Comparative study between throughput of the proposed TCPM algorithm and the existing FCFS, MCT, WWO, and ELHHO algorithms considering five different datasets is shown in Fig. 17. From the figure, it is clear that the proposed TCPM successfully distribute different tasks onto VMs with more throughputs. The TCPM algorithm achieves the maximum throughput value compared with the others algorithms for the five datasets.

Fig. 17
figure 17

Throughput for algorithms

11 Failure rate

The failure rate is the estimated amount of times an algorithm will fail in a specific amount of time.

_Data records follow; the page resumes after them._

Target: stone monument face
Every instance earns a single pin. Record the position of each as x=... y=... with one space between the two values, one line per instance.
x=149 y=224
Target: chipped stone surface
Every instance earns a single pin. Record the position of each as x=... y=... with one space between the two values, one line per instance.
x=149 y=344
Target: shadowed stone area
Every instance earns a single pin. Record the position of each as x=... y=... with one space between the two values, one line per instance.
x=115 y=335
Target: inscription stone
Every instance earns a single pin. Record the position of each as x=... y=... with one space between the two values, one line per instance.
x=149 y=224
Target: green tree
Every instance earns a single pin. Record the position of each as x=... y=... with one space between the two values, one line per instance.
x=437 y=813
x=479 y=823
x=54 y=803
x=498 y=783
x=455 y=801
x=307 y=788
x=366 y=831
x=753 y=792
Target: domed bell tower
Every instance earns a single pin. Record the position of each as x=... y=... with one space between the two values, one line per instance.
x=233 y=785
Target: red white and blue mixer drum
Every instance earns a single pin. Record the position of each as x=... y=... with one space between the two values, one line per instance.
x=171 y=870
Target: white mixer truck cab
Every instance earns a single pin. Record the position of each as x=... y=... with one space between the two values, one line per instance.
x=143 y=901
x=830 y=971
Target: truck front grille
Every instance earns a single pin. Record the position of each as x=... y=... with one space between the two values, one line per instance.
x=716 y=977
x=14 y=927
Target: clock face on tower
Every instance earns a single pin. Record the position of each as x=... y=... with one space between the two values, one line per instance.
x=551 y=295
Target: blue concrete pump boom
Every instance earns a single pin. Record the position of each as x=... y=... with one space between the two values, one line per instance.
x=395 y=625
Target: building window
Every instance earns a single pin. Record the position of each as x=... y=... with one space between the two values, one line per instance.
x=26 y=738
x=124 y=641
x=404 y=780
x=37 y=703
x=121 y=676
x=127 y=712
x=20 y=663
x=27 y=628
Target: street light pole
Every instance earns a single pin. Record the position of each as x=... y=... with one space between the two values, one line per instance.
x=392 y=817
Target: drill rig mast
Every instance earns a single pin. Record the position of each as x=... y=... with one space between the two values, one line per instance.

Comparative study between failure rate of the proposed TCPM algorithm and the existing FCFS, MCT, WWO, and ELHHO algorithms considering five different datasets is shown in Fig. 18. From the figure, it is clear that the proposed TCPM successfully distribute different tasks onto VMs with minimum failure rate. The TCPM algorithm achieves the minimum failure rate value compared with the others algorithms for the five dataset.

Fig. 18
figure 18

Failure rate for algorithms

12 Conclusion

An efficient algorithm called Task Consolidation based Power Minimization (TCPM) is developed in this paper. The main purpose is to schedule tasks onto available resources of the cloud environment efficiently with minimize power consumption. The proposed TCPM algorithm combines many benefits of the existing algorithms. The best-fit procedure is used to achieve the best possible resource utilization and avoid wasting energy. Task consolidation is incorporated into the TCPM algorithm to minimize power consumption. Further, tasks are scheduled into all virtual machine first (No Idle VM Resources) and the remaining tasks are sorted by descending order of TFt to achieve the best use of power consumption for idle VM Resources until 20% of Resources consumes became take the highest processing time. The proposed TCPM algorithm is evaluated considering 5 different datasets. The results of the proposed TCPM algorithm are compared with more recent algorithms such as FCFS, MCT, WWO, and ELHHO algorithms using the CloudSim toolkit.

In the future work, the TCPM algorithm may enhance by identifying more than one thresholds (ex. 70%, 85%, either). Compute their power consumption. Then, compare the results and select the threshold that achieves the enhanced power consumption.